Lundi 17 avril 2017, nous voici en route pour la cordillère Huayhuash ! « le plus beau trek du monde » selon les agences de voyage. Une chose est sûre, c’est que de la Colombie-Britannique canadienne aux Andes péruviennes, on ne ménage pas les superlatifs. Plus beau ou pas, le tour de la cordillère Huayhuash va nous permettre de nous acclimater en restant au dessus de 4000 pendant 5 jours consécutifs. Le trek se fait en 10 à 12 jours habituellement mais lorsque nous avons vu les étapes, nous avons eu un peu peur de nous ennuyer…et puis si l'ami Hugo l'a fait en 5 jours, pourquoi pas nous ? Bon, ça c’était avant de nous confronter à l’altitude. On est jeunes, vigoureux, insouciants, et qui conquiert sans difficultés triomphe sans gloire.
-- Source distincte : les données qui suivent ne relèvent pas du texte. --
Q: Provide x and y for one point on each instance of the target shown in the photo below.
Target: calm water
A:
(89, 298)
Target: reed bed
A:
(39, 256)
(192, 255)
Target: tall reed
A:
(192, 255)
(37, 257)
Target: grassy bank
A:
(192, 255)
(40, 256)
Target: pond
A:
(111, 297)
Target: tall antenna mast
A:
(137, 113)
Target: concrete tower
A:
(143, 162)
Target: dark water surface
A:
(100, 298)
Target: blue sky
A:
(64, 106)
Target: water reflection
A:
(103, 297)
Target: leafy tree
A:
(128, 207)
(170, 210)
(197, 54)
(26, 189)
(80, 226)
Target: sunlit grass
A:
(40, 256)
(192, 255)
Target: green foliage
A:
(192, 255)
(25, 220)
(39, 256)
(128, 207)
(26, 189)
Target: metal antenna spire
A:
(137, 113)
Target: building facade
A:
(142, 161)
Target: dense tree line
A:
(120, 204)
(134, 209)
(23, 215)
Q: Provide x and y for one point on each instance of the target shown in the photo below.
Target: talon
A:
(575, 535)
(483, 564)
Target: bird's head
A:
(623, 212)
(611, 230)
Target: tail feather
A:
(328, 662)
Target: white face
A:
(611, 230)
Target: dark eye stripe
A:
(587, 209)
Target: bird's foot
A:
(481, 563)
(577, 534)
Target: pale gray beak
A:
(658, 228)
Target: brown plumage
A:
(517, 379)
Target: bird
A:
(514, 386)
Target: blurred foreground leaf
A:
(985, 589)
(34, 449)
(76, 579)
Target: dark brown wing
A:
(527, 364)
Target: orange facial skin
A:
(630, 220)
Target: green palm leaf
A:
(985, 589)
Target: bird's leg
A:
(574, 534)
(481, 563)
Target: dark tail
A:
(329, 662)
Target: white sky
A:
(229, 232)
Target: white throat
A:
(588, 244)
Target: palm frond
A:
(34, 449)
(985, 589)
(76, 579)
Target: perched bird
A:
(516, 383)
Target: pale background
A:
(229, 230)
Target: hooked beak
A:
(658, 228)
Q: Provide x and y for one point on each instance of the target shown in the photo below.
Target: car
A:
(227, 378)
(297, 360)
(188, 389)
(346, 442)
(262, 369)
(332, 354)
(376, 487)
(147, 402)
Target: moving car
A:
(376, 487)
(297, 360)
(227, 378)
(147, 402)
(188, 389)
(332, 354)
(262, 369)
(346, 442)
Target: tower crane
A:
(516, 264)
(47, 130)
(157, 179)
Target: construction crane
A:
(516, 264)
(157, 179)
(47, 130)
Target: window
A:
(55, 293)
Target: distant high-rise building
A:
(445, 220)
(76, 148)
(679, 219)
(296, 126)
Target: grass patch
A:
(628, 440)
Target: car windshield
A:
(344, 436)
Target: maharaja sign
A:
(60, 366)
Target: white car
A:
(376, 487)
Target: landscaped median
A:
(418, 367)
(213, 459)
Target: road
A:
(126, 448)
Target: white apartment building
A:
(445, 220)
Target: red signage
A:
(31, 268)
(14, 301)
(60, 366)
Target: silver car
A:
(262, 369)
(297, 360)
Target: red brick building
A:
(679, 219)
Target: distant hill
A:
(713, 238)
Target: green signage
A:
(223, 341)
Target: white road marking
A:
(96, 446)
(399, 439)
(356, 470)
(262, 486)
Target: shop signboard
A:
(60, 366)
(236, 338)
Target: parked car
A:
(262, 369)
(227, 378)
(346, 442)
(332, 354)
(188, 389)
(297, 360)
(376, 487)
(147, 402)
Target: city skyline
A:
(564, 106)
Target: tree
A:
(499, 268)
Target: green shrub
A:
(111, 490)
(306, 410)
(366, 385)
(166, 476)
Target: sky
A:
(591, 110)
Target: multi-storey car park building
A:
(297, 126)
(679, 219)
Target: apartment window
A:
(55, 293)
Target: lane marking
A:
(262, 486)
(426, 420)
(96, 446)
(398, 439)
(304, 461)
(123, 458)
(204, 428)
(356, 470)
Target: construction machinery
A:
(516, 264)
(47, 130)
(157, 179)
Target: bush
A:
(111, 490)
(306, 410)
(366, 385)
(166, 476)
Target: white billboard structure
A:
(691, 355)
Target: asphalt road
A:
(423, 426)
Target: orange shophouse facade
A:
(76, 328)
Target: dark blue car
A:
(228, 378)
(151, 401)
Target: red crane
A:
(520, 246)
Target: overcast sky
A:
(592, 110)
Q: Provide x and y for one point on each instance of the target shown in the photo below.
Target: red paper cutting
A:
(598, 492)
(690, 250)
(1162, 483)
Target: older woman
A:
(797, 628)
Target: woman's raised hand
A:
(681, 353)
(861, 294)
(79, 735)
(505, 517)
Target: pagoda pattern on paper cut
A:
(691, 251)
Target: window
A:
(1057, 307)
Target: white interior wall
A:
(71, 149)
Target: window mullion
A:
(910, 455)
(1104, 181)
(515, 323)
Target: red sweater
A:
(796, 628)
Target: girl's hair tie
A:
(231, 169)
4h30 (du matin) à Huaraz. Petits yeux, gros sacs. Ça faisait longtemps qu'on ne s’était pas levé si tôt. Les approches canadiennes tardives nous ont ramollis. À peine arrivés à la gare, une voix derrière nous : « Vous êtes français ? ». Et voilà comment on agrandit l’équipe de La Voix des Cimes ! Denis, ingénieur en sabbat comme nous, a aussi des petits yeux et un gros sac. Lui aussi part pour 5 jours en autonomie sur la cordillère Huayhuash, et lui aussi est un baroudeur international. Sans qu'aucun de nous trois ne se concerte, il est évident que nous marcherons ensemble. Breton habitant le pays basque depuis quelques temps, Denis a le sourire large, la parole facile et l’espagnol courant, gros atout au Pérou. Depuis 6 mois qu'il voyage du Népal au Pérou en passant par la Patagonie, l’Argentine et le Chili, il a eu le temps d’emmagasiner pas mal d’expérience qui nous sera bien utile.

Le bus part de Huaraz et va jusqu’à Chiquìan, où nous devons changer de bus pour rouler sur une route en terre jusqu’à Llamac, puis Pocpa, début du trek. Les essieux couinent, les chiens s’écrasent sous les roues (dommage il était mignon) et les fessiers rebondissent au rythme des ornières. Bientôt nous découvrons ce que leslocaux appellent la « taxe pour la communauté ». Une belle invention qui permet aux locaux de faire payer le droit de passer dans leur « village », qui se résume parfois à une cahutte en torchis et toit de paille habitée par une vieille édentée et un coq asthmatique. Alors que nous prenons conscience que nous allons nous faire plumer à chaque pseudo village pour remplir la casserole des paysans (comme le coq asthmatique) , nous décidons d'un plan de bataille. Nous passerons par les hauts cols, au plus près des sommets. Plus économique et plus grandiose surtout (merci camptocamp) !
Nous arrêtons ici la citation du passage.